Corruption seems to be at the very core of Thai society and politics for as far back as I remember. And I don’t think it will disappear anytime soon. This, in my opinion, comes from the fact that our country has given in to democracy without being really ready for it. Most of the people in our country are still poor, under-educated and unable to think about things beyond the simple rule of putting food in their mouths and surviving. But at one point in our country’s history, a group of men, educated in Western countries, overthrew the government and embraced a system called democracy, thinking that it would make Thailand as civilized as those countries they were educated from – a form of inferiority complex, I think. And it’s been downhill ever since.
No matter what Tul does, violence always seems to catch up with him. How much do you think this has to do with fate as opposed to karma?
[rhetorically] What’s the difference between fate and karma?
But do you think of the upside-down vision as Tul’s karmic retribution?
It may be, it may not be.

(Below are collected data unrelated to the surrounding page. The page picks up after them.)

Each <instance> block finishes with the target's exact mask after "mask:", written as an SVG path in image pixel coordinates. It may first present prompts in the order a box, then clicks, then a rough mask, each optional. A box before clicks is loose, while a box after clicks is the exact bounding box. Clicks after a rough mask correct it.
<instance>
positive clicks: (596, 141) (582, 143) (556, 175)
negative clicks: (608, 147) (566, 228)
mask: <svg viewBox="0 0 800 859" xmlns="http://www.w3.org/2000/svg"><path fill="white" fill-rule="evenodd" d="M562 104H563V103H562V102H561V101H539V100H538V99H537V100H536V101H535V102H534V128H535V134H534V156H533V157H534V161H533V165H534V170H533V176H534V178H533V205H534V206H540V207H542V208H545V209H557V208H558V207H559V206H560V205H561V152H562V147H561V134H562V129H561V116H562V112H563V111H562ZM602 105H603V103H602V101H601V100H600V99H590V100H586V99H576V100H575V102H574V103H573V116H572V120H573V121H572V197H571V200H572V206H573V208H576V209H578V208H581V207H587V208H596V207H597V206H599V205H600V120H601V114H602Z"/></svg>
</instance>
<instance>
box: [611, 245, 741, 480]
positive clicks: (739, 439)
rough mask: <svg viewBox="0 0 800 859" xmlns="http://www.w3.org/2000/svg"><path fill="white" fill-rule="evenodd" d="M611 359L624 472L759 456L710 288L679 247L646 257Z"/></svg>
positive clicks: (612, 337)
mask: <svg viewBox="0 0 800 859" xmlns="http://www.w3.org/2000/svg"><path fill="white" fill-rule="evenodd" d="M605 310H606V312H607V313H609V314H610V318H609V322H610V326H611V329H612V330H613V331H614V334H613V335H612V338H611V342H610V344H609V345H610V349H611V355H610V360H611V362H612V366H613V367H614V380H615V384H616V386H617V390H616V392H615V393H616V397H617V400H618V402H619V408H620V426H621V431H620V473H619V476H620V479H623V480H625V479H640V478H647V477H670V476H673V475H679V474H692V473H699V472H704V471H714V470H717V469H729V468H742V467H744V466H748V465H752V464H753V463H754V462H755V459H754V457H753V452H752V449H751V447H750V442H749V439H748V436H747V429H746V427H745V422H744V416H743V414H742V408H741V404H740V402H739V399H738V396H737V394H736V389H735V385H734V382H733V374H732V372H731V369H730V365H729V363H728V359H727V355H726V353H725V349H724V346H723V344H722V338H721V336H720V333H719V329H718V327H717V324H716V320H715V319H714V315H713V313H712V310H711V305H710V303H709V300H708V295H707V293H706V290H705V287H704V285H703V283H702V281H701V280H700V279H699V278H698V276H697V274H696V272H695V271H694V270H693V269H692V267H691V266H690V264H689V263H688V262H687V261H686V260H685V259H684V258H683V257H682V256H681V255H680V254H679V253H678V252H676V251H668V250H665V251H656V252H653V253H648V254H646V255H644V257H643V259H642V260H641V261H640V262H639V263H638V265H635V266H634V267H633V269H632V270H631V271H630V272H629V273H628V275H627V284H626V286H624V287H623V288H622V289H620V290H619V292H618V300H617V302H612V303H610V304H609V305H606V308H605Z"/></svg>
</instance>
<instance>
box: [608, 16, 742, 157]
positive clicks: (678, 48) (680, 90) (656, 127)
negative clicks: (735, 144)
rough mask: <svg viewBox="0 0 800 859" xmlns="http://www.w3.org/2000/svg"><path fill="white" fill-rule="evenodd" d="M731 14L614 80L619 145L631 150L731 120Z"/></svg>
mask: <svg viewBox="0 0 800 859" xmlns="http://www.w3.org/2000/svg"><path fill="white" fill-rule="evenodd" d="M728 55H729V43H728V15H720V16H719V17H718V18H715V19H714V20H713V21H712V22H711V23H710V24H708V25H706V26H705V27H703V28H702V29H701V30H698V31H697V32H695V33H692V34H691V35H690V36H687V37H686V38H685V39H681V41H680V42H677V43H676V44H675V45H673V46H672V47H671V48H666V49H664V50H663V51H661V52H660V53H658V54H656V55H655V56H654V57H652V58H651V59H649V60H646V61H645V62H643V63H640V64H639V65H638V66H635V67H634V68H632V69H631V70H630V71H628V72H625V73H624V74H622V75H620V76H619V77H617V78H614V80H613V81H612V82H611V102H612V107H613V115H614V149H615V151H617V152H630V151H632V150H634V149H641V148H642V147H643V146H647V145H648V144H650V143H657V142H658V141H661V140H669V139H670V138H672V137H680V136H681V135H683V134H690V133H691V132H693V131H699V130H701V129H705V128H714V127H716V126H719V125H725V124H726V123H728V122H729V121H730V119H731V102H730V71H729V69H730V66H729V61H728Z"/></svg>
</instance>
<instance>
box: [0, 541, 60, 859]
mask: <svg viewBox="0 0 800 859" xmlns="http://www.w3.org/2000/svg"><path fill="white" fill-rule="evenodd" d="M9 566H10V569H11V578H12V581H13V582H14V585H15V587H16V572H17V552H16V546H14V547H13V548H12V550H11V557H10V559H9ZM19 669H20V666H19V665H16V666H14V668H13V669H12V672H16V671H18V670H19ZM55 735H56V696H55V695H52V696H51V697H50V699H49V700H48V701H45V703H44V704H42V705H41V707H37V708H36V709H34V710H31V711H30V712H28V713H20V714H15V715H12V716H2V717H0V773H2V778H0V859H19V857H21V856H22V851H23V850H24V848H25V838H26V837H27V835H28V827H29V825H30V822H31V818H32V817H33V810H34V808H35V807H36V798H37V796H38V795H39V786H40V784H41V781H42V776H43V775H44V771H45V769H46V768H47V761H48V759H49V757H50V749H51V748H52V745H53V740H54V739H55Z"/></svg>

But for sure, it’s something that enlightens him. Having this upside-down vision means that Tul is forced to look at the world, and life, from a different perspective, both physically and psychologically. And this is what makes him quit his profession. But as Buddhists, we believe that you get what you give. If we give kindness unto others, we get kindness back from others. In Tul’s case, he did wrong. And his most obvious wrong is killing, so there is only one way he can find redemption.
This is your second film in a row with Nopachai Jayanama (not counting your short with him in Sawasdee Bangkok). Has he in some ways become a muse for you?
In my past 14 years of filmmaking, I have yet to find a Thai actor with Nopachai’s intelligence, instinct and commitment. And since our last outing, Nymph, we’ve become good friends. This helps him to understand more about where I’m going with this film and it helps me to know what he needs from me to do his job well.